Порохню Бородавка себе в помощь забрал, а Грязнова, хоть тот в бой и рвался, я под присмотром Настёны вместе с другими бывшими рабами оставил. Слаб ещё Василий Григорьевич, хоть на ноги уже и встал. Не дай Бог, опять рану разбередит. Да и староват он по крепостным стенам лазить. Случись что, где я ему замену найду?

Аника же, как и при взятии Варны, желания принять участие в наметившейся авантюре, не выказал. Он, похоже, как и всякий торговый человек, хоть кровавой драки и не боялся, но и возможности в ней поучаствовать, не искал. Ну, хоть за Настей приглядит. То же дело нужное. особенно если со мной что-то очень нехорошее случится.

— Убедятся, что мы тишком стоим, да успокоятся, — продолжил, тем временем, литвин, у которого на этот счёт было другое мнение. Если набег на Варну его никаким боком не касался, то тут о его свободе речь идёт. А в таких случаях он за чужими спинами отсиживаться не привык. — Тем более, что запорожцы громко вокруг крепости шумят. Отсюда, и впрямь, кажется, что всерьёз дело к штурму ведут.
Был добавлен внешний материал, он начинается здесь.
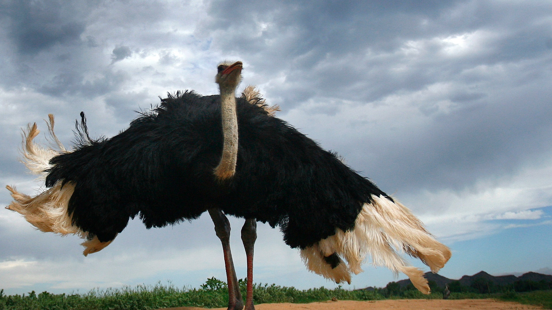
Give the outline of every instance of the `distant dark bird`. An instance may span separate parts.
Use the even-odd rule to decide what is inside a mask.
[[[251,88],[235,97],[242,63],[219,66],[220,95],[169,94],[110,138],[91,139],[84,114],[71,150],[50,133],[58,151],[25,132],[24,155],[47,188],[31,197],[7,186],[8,209],[45,232],[76,234],[85,255],[99,251],[139,216],[148,228],[197,218],[208,211],[222,243],[229,309],[243,307],[225,215],[243,217],[247,257],[246,308],[253,305],[256,222],[279,226],[311,271],[337,283],[362,271],[368,254],[376,265],[402,272],[421,291],[423,272],[399,255],[418,258],[437,272],[450,252],[400,203],[344,164],[336,154],[270,115]],[[344,261],[347,261],[346,263]]]
[[[448,284],[445,284],[445,290],[443,291],[443,299],[448,299],[450,297],[450,291],[448,289]]]

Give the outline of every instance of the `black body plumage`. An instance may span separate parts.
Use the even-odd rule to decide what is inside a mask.
[[[392,201],[335,154],[243,98],[236,99],[236,174],[219,181],[213,169],[222,145],[220,96],[187,91],[161,101],[119,135],[85,140],[50,162],[46,186],[75,185],[68,212],[100,241],[136,216],[147,228],[162,227],[217,207],[279,226],[285,243],[302,249],[336,228],[352,229],[372,195]]]

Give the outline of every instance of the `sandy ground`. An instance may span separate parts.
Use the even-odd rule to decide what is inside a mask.
[[[375,301],[327,301],[311,303],[263,303],[256,304],[256,310],[529,310],[542,309],[515,302],[494,300],[399,300]],[[217,308],[216,310],[226,310]],[[204,308],[180,307],[159,310],[205,310]]]

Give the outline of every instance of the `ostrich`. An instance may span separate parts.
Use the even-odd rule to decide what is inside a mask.
[[[86,256],[108,245],[139,216],[147,228],[199,217],[208,211],[224,254],[229,309],[243,306],[233,268],[226,215],[246,219],[242,239],[247,260],[245,307],[253,304],[256,222],[279,226],[299,249],[307,268],[337,283],[350,283],[367,255],[375,265],[405,274],[429,293],[423,271],[400,255],[420,259],[436,272],[450,257],[406,207],[344,164],[337,154],[274,117],[251,88],[235,92],[242,63],[220,65],[220,94],[169,94],[126,130],[92,140],[81,113],[77,141],[43,148],[24,134],[25,163],[47,189],[34,196],[12,186],[7,209],[44,232],[76,234]],[[238,138],[239,137],[239,138]]]

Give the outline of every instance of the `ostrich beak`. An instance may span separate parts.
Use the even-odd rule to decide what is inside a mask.
[[[231,72],[232,71],[233,71],[234,70],[235,70],[236,69],[240,70],[240,71],[241,71],[242,69],[243,69],[243,68],[242,67],[242,65],[243,65],[243,63],[242,63],[241,61],[236,61],[236,62],[232,63],[230,66],[229,66],[228,68],[226,68],[226,69],[225,69],[225,70],[224,71],[222,71],[222,74],[223,75],[229,74],[230,72]]]

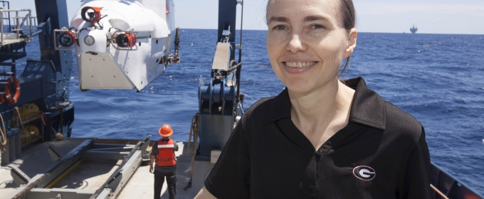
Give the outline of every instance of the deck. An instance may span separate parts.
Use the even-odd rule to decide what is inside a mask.
[[[66,154],[88,139],[65,139],[63,141],[53,141],[46,143],[38,143],[22,149],[21,158],[16,159],[8,166],[0,168],[0,198],[5,198],[14,193],[19,187],[14,183],[11,175],[11,166],[20,168],[26,176],[33,178],[38,173],[45,172],[46,169],[54,163],[48,151],[48,144],[55,146],[60,155]],[[191,155],[186,153],[186,143],[178,143],[179,149],[177,151],[177,198],[193,198],[199,190],[194,190],[184,188],[190,180],[191,168]],[[150,150],[148,148],[148,151]],[[1,157],[1,156],[0,156]],[[144,161],[136,169],[134,174],[121,190],[117,198],[153,198],[153,174],[149,172],[147,162]],[[75,166],[71,166],[70,171],[64,172],[60,178],[48,185],[56,191],[58,188],[76,189],[93,193],[100,188],[113,172],[121,163],[121,161],[98,158],[82,158]],[[161,198],[168,198],[166,182],[163,185]],[[27,198],[31,198],[28,197]]]

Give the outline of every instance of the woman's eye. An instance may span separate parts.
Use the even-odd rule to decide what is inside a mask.
[[[285,29],[287,29],[287,28],[285,28],[285,26],[282,26],[282,25],[275,26],[274,27],[274,30],[276,30],[276,31],[283,31],[283,30],[285,30]]]
[[[312,28],[312,29],[322,29],[322,28],[325,28],[325,26],[322,26],[318,25],[318,24],[315,24],[315,25],[311,26],[311,28]]]

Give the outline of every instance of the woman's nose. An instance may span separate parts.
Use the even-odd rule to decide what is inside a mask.
[[[305,50],[306,45],[301,39],[300,34],[294,33],[291,36],[290,40],[288,43],[285,48],[288,51],[296,53],[298,51]]]

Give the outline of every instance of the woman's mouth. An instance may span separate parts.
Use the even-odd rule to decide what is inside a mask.
[[[317,62],[283,62],[284,65],[290,68],[305,68],[312,66]]]

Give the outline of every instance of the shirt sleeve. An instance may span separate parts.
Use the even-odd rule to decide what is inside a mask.
[[[173,150],[174,151],[178,151],[178,144],[174,139],[173,140]]]
[[[412,150],[408,161],[404,198],[432,198],[430,187],[431,163],[428,146],[425,141],[425,130]]]
[[[205,180],[205,188],[217,198],[249,198],[249,146],[241,122]]]

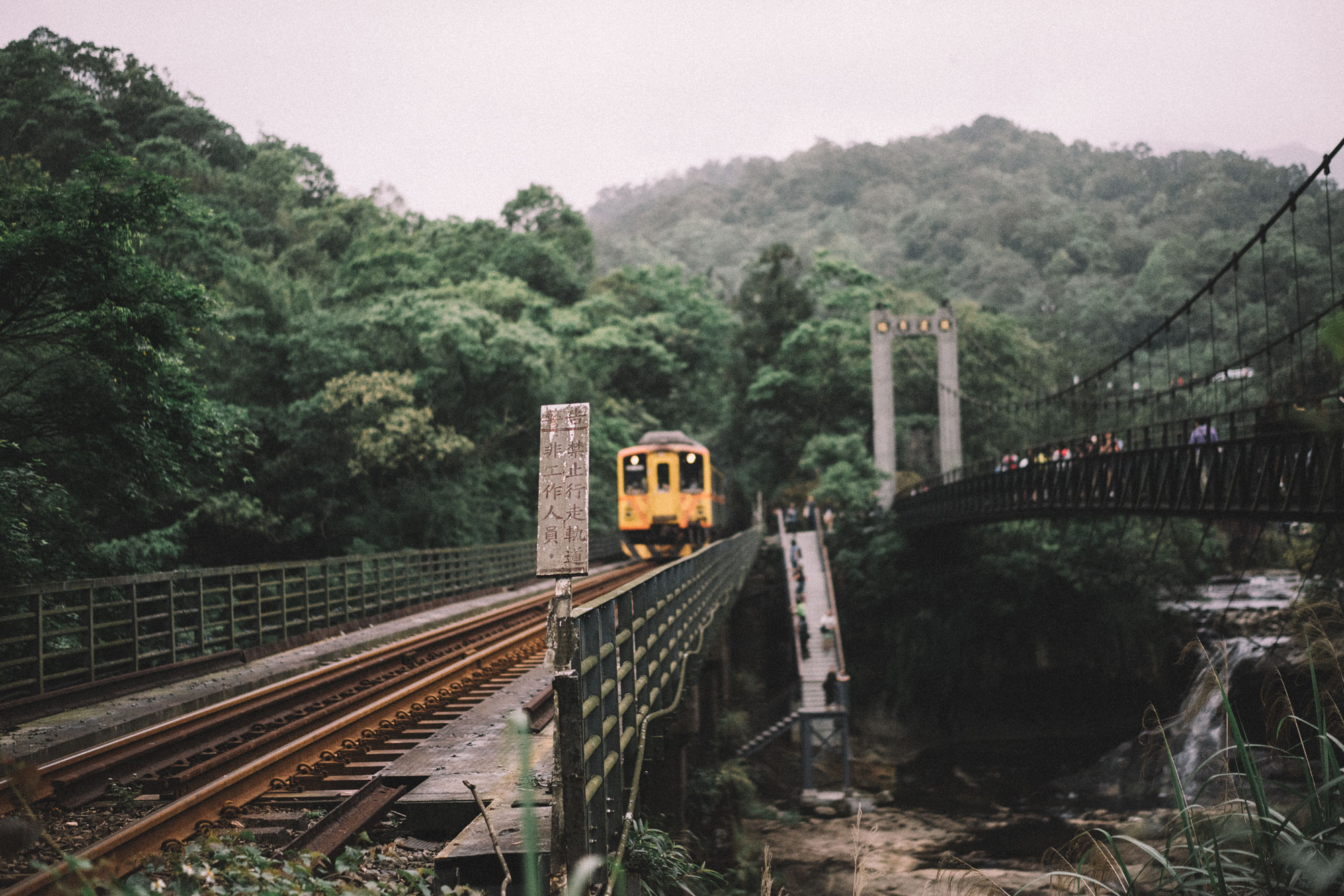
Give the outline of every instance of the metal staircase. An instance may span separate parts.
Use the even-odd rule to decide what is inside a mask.
[[[738,747],[737,752],[738,759],[746,759],[747,757],[754,755],[761,750],[763,750],[767,743],[778,738],[781,734],[784,734],[793,726],[796,726],[798,723],[798,716],[801,715],[802,710],[794,710],[793,712],[784,716],[782,719],[771,724],[769,728],[766,728],[757,736],[743,743],[741,747]]]

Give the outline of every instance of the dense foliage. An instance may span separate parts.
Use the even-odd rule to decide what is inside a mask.
[[[1060,333],[1165,310],[1297,176],[985,118],[609,192],[595,231],[540,185],[433,220],[46,30],[0,50],[0,154],[9,581],[524,538],[554,401],[594,406],[597,531],[650,428],[710,445],[739,518],[757,491],[860,514],[876,303],[952,302],[965,453],[1016,449]],[[933,368],[899,346],[902,486],[937,471]]]
[[[607,189],[589,219],[601,268],[675,263],[735,283],[762,244],[786,240],[895,282],[941,275],[953,298],[1095,362],[1171,313],[1304,173],[1234,152],[1066,145],[984,115],[933,137],[710,162]],[[1304,209],[1313,227],[1318,212]]]
[[[116,50],[39,30],[0,74],[0,300],[38,314],[0,346],[7,579],[523,538],[555,401],[594,405],[598,531],[603,459],[648,428],[704,440],[738,495],[871,500],[866,315],[934,307],[933,280],[785,244],[731,294],[669,266],[595,278],[548,188],[430,220],[243,141]],[[980,394],[1044,363],[1008,318],[958,309]],[[931,346],[903,357],[903,464],[927,473]],[[969,451],[1008,424],[969,414]]]
[[[668,268],[593,280],[552,190],[499,220],[344,196],[116,50],[0,51],[0,577],[526,538],[540,404],[603,459],[711,436],[737,323]]]

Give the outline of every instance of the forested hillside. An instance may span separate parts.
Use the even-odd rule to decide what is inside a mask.
[[[1302,174],[1232,152],[1066,145],[985,115],[607,189],[589,220],[599,270],[680,264],[735,286],[765,244],[827,248],[884,279],[934,276],[1038,339],[1094,353],[1169,313]]]
[[[609,459],[712,432],[732,315],[675,271],[591,283],[546,188],[497,220],[345,196],[133,56],[0,51],[0,581],[535,531],[535,420]]]
[[[875,303],[953,302],[965,453],[997,455],[1074,337],[1165,314],[1298,174],[984,118],[610,190],[593,229],[539,185],[433,220],[39,30],[0,50],[0,582],[527,538],[558,401],[593,404],[594,531],[655,428],[739,512],[863,511]],[[902,484],[937,471],[933,351],[896,357]]]

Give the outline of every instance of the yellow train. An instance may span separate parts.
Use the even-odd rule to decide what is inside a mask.
[[[722,479],[710,449],[679,429],[646,432],[617,452],[621,547],[628,557],[685,557],[714,538]]]

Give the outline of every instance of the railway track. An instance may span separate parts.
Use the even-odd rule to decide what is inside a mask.
[[[575,582],[575,602],[649,570],[645,563]],[[78,853],[114,873],[258,799],[329,805],[363,794],[353,802],[366,814],[386,809],[405,790],[380,787],[379,769],[542,661],[548,601],[540,596],[445,625],[54,759],[38,769],[38,798],[78,806],[109,781],[136,781],[168,801]],[[0,779],[9,801],[0,809],[12,810],[7,785]],[[328,822],[327,841],[348,840],[359,816],[343,809]],[[58,884],[59,873],[48,869],[0,896],[54,892]]]

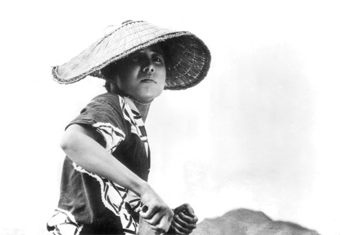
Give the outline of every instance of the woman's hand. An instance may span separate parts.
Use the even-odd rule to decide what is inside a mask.
[[[144,206],[140,215],[144,221],[157,234],[168,231],[174,215],[173,210],[148,184],[140,197]]]
[[[198,218],[193,208],[188,204],[183,204],[174,210],[174,217],[168,234],[188,235],[197,227]]]

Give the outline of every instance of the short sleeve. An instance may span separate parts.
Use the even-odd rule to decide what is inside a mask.
[[[112,93],[96,97],[66,128],[74,124],[91,126],[102,136],[105,149],[112,153],[124,140],[127,133],[120,99]]]

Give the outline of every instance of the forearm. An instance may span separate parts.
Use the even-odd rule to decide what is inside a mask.
[[[148,183],[128,169],[96,141],[82,133],[66,133],[60,144],[66,155],[85,170],[107,178],[138,195]]]

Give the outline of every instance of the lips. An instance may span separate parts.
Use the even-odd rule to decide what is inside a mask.
[[[141,82],[144,82],[144,83],[156,83],[156,82],[155,80],[153,80],[153,79],[151,79],[151,78],[144,78],[144,79],[142,79],[142,80],[141,80]]]

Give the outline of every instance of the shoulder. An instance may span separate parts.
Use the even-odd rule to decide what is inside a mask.
[[[91,101],[104,101],[109,103],[120,103],[120,100],[122,98],[118,94],[113,93],[104,93],[103,94],[97,96]]]
[[[89,106],[105,106],[111,107],[114,109],[121,109],[124,98],[118,94],[113,93],[104,93],[97,96],[89,103]]]

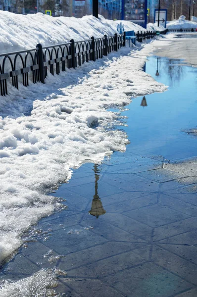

Я согласился, радуясь про себя, что попал в число той четвёрки, что должна была одну из чаек к середине реки отогнать, а значит, прятаться на дне большой лодки, подобно остальным, мне было не нужно. По задумке турки должны были решить, что всё запорожское войско для штурма на берег высадилось, а лодки к середине Днепра отогнали, чтобы полоняников и добытое в Варне от татарских наскоков уберечь. А то, что в чайках кроме того ещё с полтысячи запорожцев лежит, им было знать совершенно необязательно. Так что разворачивающиеся возле Ислам-Кермена боевые действия, я мог довольно неплохо рассмотреть (благо турки, при наметившемся наступлении сечевиков, подожгли заранее выложенные перед крепостью костры, знатно осветив окрестности). Запорожцы, с готовностью ретировавшись под натиском пушечного огня со стен, теперь в свою очередь обстреливали крепость из чего только можно. Урона крепостным стенам это практически не несло, но смотрелось в сполохах бушующего огня довольно красочно.